A common definition of turbulence is a rapid or violent change in airflow. But then, what exactly are the drivers of the change that’s generating the turbulence? There are both human-made and natural causes. Wake turbulence is caused by other aircraft rather than the weather. The wings of an airplane can create turbulence, so air traffic control is careful to ensure planes aren’t close enough to affect each other.

Naturally occurring turbulence is much more prevalent and varied. Jet streams cause clear air turbulence. Jet streams are powerful air currents occurring at the higher altitudes where planes fly. Thermal turbulence is common when traveling through storm systems. Thunderstorms allow heat to rise, which triggers airflow changes. Also, the topography of the region can influence the wind, which is known as mechanical turbulence. Mountains and buildings can cause irregularities in the airflow, which translate into turbulence.

Can turbulence be avoided?

Pilots can generally detect turbulent-prone areas on their radar. The weather conditions will typically dictate their next best course of action, like flying around a storm or ascending to a higher altitude. Unfortunately, not all turbulence can be detected, so there are times when it’s unavoidable. Although the pilots do what they can to predict where air turbulence may occur, it isn’t a foolproof system.

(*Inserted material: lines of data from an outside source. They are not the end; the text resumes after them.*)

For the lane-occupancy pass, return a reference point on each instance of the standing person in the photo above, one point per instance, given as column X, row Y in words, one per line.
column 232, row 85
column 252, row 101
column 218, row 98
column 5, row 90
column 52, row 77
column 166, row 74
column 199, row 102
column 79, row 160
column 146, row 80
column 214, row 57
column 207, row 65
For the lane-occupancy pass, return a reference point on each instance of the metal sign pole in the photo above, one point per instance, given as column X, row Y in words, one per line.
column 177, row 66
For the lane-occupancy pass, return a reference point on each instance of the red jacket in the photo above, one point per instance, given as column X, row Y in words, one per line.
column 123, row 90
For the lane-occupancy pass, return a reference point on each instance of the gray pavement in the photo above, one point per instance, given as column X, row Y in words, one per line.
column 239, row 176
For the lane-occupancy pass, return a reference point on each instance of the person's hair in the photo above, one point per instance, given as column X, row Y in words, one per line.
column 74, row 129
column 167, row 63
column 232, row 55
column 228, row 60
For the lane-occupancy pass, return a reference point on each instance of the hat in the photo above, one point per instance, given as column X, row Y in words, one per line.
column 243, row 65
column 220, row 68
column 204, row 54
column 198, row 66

It’s important to remember that pilots are always confident and in control when flying through these rough patches, and do their best to quickly fly out of the bumpier routes for the sake of everyone on board. The key for the pilots and crew is to remain calm, relaying to the passengers that turbulence, while uncomfortable, isn’t a threat to the plane. Passengers must stay in their seats to prevent being jostled around the plane, which could result in injury. The aircraft itself is built to withstand the onslaught of swirling air.